Option 2: Manual Setup

Backend

cd backend

# Create virtual environment
python -m venv .venv
source .venv/bin/activate   # Windows: .venv\Scripts\activate

# Install dependencies
pip install -e ".[dev]"

# Configure environment
cp .env.example .env
# Edit .env and set OPENAI_API_KEY

# Run the API server
uvicorn app.main:app --reload --port 8000

Frontend

cd frontend
npm install
npm run dev
# Open http://localhost:5173

API Reference

Method	Endpoint	Description
`GET`	`/health`	Health check
`POST`	`/api/documents/upload`	Upload a PDF or TXT file
`GET`	`/api/documents`	List all uploaded documents
`DELETE`	`/api/documents/{id}`	Delete a document and its vectors
`POST`	`/api/query`	Stream an answer (SSE) for a question

Full interactive docs available at http://localhost:8000/docs when the backend is running.

Architecture

┌─────────────────────────────────────────────────────────────┐
│                        Browser                              │
│  ┌──────────────────┐          ┌────────────────────────┐   │
│  │   Upload Panel   │          │      Chat Panel        │   │
│  │   (drag & drop)  │          │  (SSE streaming chat)  │   │
│  └────────┬─────────┘          └──────────┬─────────────┘   │
│           │ multipart/form-data            │ POST /api/query │
└───────────┼────────────────────────────────┼─────────────────┘
            │                                │
            ▼                                ▼
┌─────────────────────────────────────────────────────────────┐
│                   FastAPI Backend (Python)                   │
│                                                             │
│  POST /api/documents/upload        POST /api/query          │
│         │                                 │                 │
│         ▼                                 ▼                 │
│  ┌─────────────┐                  ┌──────────────┐          │
│  │  embeddings │                  │  vectorstore │          │
│  │  .py        │                  │  .search()   │          │
│  │ (PyPDF /    │                  └──────┬───────┘          │
│  │  TextLoader)│                         │ top-k chunks     │
│  │ text_split  │                         ▼                  │
│  └──────┬──────┘                  ┌──────────────┐          │
│         │ chunks                  │  rag.py      │          │
│         ▼                         │ (LangChain + │          │
│  ┌─────────────┐                  │  gpt-4o-mini)│          │
│  │  ChromaDB   │◄─────────────────│  astream()   │          │
│  │  (persist)  │  embed_query     └──────┬───────┘          │
│  └─────────────┘                         │ SSE tokens       │
│                                          ▼                  │
│                                   StreamingResponse         │
└─────────────────────────────────────────────────────────────┘
            │
            ▼
     OpenAI API (embeddings + chat)

How RAG Works

Ingest — When you upload a document, it is split into overlapping text chunks. Each chunk is converted into a vector embedding using OpenAI's embedding model and stored in ChromaDB.
Retrieve — When you ask a question, your question is also embedded. The system performs a cosine-similarity search to find the top-k most relevant chunks from your documents.
Generate — The retrieved chunks are assembled into a context prompt and sent to GPT-4o-mini along with your question. The model streams back an answer grounded only in that context, and the source chunks are returned alongside the answer.

Development

Run Tests

cd backend
pytest -v

Run Tests with Coverage

cd backend
pytest --cov=app --cov-report=term-missing -v

Lint and Format

cd backend
ruff check .
ruff format .

Frontend Dev Server

cd frontend
npm run dev

Frontend Production Build

cd frontend
npm run build
# Output in frontend/dist/

Deployment

Docker Image (GHCR)

The docker-publish.yml workflow automatically builds and pushes a multi-arch (amd64 + arm64) Docker image to GitHub Container Registry on every push to main.

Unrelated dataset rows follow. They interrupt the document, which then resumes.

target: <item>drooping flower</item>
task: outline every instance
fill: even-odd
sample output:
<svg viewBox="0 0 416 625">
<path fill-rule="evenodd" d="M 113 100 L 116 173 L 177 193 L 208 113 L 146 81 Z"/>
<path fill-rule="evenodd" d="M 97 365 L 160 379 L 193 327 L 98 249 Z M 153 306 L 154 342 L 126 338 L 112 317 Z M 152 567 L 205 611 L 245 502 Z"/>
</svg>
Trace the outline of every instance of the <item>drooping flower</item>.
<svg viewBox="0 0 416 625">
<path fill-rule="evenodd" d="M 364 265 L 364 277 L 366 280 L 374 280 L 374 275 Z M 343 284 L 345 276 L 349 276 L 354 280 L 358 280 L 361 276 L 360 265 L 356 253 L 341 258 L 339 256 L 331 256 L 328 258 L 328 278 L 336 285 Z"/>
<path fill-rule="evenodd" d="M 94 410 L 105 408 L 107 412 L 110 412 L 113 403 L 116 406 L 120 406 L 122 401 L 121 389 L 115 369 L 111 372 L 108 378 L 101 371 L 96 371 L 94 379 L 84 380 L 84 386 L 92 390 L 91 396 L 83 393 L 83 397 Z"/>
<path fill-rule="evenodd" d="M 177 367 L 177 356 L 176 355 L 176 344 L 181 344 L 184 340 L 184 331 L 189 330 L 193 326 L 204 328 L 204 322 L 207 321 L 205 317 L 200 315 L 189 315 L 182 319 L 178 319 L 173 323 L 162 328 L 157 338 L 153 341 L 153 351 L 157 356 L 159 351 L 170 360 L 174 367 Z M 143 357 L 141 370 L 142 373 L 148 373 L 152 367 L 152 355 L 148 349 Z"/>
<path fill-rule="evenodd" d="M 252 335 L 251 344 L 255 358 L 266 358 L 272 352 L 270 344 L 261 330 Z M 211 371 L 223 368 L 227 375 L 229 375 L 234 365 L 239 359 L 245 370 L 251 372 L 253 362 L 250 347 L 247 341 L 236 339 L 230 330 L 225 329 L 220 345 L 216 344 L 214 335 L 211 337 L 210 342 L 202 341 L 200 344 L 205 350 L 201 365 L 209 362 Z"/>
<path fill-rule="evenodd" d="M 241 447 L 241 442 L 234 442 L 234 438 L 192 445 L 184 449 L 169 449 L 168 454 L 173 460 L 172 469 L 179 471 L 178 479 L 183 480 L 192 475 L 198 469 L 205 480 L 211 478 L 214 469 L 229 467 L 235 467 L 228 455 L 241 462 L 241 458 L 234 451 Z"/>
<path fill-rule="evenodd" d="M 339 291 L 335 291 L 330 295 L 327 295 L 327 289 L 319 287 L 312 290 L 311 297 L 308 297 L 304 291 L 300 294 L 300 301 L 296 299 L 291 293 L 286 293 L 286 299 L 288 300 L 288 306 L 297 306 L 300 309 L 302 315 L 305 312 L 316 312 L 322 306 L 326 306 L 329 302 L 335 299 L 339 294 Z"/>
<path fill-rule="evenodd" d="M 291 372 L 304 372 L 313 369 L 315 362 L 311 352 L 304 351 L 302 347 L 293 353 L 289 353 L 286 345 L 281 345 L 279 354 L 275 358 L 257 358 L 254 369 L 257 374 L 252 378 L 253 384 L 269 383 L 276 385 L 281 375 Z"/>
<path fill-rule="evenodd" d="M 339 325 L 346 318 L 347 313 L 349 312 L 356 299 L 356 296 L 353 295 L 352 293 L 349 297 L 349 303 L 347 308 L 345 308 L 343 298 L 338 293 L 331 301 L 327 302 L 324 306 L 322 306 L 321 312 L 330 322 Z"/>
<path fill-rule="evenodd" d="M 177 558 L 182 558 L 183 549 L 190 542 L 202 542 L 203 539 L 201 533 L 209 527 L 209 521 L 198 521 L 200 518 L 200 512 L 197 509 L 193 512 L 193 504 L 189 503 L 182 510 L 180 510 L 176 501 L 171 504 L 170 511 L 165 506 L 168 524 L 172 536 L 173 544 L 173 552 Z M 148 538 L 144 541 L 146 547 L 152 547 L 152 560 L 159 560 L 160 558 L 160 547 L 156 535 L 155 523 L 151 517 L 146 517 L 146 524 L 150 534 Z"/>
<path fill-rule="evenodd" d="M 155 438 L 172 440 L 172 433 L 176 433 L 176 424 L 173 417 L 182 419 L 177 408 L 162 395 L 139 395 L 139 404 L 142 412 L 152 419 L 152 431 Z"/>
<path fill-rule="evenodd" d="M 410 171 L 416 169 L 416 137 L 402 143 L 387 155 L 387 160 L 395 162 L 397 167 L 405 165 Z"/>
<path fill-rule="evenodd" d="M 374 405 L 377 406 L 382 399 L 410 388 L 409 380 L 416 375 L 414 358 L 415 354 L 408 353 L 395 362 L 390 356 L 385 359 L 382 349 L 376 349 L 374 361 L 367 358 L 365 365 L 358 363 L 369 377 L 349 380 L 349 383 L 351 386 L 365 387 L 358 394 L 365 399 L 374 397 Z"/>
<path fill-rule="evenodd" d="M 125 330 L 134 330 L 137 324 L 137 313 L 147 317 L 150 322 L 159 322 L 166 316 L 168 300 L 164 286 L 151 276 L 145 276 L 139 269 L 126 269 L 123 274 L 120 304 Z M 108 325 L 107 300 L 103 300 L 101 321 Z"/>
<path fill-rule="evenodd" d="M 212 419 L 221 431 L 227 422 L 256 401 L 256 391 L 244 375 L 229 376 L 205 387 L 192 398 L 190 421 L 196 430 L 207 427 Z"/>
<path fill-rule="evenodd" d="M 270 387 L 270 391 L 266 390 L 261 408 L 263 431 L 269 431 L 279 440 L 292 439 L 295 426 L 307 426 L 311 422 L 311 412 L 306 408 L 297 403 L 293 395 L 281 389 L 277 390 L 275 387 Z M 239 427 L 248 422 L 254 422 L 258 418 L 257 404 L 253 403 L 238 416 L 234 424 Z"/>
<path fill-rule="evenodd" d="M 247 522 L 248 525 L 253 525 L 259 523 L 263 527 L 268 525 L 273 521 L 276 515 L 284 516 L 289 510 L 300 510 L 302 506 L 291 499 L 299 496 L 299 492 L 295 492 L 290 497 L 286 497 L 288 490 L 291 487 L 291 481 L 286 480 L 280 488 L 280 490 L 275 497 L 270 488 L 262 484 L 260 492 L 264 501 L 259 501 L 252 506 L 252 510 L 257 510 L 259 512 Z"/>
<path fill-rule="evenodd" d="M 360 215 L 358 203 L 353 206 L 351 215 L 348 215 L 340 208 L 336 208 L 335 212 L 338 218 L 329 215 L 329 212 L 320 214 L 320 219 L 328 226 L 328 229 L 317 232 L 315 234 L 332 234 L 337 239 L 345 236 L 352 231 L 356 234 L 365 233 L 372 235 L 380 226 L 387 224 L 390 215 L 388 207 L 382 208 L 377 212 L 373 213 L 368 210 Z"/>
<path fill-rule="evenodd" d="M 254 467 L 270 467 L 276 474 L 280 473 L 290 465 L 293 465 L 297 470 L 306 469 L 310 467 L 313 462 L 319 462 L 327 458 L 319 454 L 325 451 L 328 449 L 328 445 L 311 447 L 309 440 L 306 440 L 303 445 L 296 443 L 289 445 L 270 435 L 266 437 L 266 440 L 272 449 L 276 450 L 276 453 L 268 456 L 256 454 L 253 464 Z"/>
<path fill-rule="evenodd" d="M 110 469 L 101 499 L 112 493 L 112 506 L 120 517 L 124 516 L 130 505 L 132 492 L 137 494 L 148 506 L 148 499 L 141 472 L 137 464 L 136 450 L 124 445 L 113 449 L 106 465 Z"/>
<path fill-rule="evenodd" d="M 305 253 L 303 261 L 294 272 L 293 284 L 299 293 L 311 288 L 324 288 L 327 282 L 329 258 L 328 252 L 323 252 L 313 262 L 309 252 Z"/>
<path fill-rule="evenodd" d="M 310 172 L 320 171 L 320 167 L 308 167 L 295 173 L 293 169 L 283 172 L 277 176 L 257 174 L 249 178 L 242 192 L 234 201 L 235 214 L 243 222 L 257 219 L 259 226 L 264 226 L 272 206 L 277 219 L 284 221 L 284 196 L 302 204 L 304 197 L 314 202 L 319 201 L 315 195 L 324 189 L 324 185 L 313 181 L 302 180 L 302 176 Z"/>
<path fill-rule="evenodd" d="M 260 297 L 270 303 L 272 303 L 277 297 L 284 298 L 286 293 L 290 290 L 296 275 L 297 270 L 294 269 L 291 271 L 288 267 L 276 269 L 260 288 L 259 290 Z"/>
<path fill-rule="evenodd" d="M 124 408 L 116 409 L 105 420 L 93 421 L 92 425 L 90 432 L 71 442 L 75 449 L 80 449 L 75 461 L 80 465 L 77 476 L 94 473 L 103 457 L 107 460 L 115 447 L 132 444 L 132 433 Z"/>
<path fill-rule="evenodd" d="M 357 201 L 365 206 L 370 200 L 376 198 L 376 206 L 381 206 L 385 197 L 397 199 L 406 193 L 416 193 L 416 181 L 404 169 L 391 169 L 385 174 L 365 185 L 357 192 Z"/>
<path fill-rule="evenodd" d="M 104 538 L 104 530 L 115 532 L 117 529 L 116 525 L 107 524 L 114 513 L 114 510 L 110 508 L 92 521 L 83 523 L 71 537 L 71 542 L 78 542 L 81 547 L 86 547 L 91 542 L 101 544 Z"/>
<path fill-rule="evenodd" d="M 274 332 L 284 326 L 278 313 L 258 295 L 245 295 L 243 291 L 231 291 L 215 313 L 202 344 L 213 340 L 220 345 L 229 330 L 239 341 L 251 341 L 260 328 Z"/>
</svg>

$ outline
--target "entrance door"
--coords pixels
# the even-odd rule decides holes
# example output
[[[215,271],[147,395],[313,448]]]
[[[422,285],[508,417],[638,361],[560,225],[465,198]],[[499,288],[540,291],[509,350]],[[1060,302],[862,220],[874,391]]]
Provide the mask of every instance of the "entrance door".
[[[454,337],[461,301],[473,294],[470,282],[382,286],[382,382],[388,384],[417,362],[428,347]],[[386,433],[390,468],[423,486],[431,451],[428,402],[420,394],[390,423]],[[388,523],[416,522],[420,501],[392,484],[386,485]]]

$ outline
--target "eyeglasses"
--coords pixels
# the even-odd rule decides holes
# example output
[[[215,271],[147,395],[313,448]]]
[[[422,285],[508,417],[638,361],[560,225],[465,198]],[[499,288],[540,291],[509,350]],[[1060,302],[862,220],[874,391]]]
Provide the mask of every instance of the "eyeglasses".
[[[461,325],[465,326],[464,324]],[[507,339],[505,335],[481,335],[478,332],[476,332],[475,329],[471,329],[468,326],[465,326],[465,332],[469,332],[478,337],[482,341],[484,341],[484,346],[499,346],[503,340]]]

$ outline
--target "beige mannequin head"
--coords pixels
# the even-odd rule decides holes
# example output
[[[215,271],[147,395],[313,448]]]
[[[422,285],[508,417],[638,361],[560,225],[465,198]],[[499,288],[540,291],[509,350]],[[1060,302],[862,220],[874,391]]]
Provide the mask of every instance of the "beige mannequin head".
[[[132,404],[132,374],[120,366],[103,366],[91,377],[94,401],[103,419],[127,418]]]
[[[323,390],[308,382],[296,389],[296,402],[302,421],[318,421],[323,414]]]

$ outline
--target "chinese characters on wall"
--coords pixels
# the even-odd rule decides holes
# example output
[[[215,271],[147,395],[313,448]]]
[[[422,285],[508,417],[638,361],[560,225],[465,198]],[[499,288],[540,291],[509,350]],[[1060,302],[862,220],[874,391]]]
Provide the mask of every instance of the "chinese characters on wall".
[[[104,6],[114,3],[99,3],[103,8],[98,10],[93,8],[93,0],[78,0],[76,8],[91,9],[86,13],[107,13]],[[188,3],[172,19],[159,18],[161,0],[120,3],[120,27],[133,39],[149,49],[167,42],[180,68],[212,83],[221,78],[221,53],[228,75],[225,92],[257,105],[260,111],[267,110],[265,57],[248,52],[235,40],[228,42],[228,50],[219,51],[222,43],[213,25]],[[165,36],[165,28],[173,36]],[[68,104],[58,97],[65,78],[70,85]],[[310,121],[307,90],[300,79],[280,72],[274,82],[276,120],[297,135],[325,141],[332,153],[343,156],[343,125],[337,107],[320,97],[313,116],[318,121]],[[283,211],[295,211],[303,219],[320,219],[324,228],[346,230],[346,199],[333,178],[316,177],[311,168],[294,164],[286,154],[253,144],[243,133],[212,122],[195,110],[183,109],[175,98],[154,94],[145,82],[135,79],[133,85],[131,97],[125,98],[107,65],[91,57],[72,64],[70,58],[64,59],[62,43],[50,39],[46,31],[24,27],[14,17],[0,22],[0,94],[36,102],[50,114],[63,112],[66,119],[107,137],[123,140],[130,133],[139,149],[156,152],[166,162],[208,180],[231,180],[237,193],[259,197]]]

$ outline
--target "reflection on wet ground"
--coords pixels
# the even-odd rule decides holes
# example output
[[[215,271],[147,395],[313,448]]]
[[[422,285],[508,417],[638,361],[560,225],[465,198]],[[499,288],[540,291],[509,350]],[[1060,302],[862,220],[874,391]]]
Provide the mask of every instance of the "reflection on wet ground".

docker pull ghcr.io/plasmacat420/rag-knowledge-base-backend:latest

GitHub Pages (Frontend)

The pages.yml workflow builds the React app and deploys it to GitHub Pages on every push to main. The VITE_API_URL is set to an empty string so you can configure a reverse proxy or update it to your backend URL.

Production Stack

# Copy and configure production env
cp backend/.env.example .env
# Edit .env with production values

# Pull and start
docker compose -f docker-compose.prod.yml up -d

License

MIT License — see LICENSE for details.

Name		Name	Last commit message	Last commit date
Latest commit History 4 Commits
.github/workflows		.github/workflows
backend		backend
frontend		frontend
.gitignore		.gitignore
README.md		README.md
docker-compose.prod.yml		docker-compose.prod.yml
docker-compose.yml		docker-compose.yml
nginx.conf		nginx.conf

Provide feedback

Saved searches

Use saved searches to filter your results more quickly

Repository files navigation

RAG Knowledge Base

What is RAG?

Screenshots

Features

Quick Start

Option 1: Docker Compose (recommended)

Option 2: Manual Setup

API Reference

Architecture

How RAG Works

Development

Run Tests

Run Tests with Coverage

Lint and Format

Frontend Dev Server

Frontend Production Build

Deployment

Docker Image (GHCR)

GitHub Pages (Frontend)

Production Stack

License

About

Uh oh!

Releases

Packages

Uh oh!

Contributors

Uh oh!

Languages

Folders and files

Latest commit

History

Repository files navigation

RAG Knowledge Base

What is RAG?

Screenshots

Features

Quick Start

Option 1: Docker Compose (recommended)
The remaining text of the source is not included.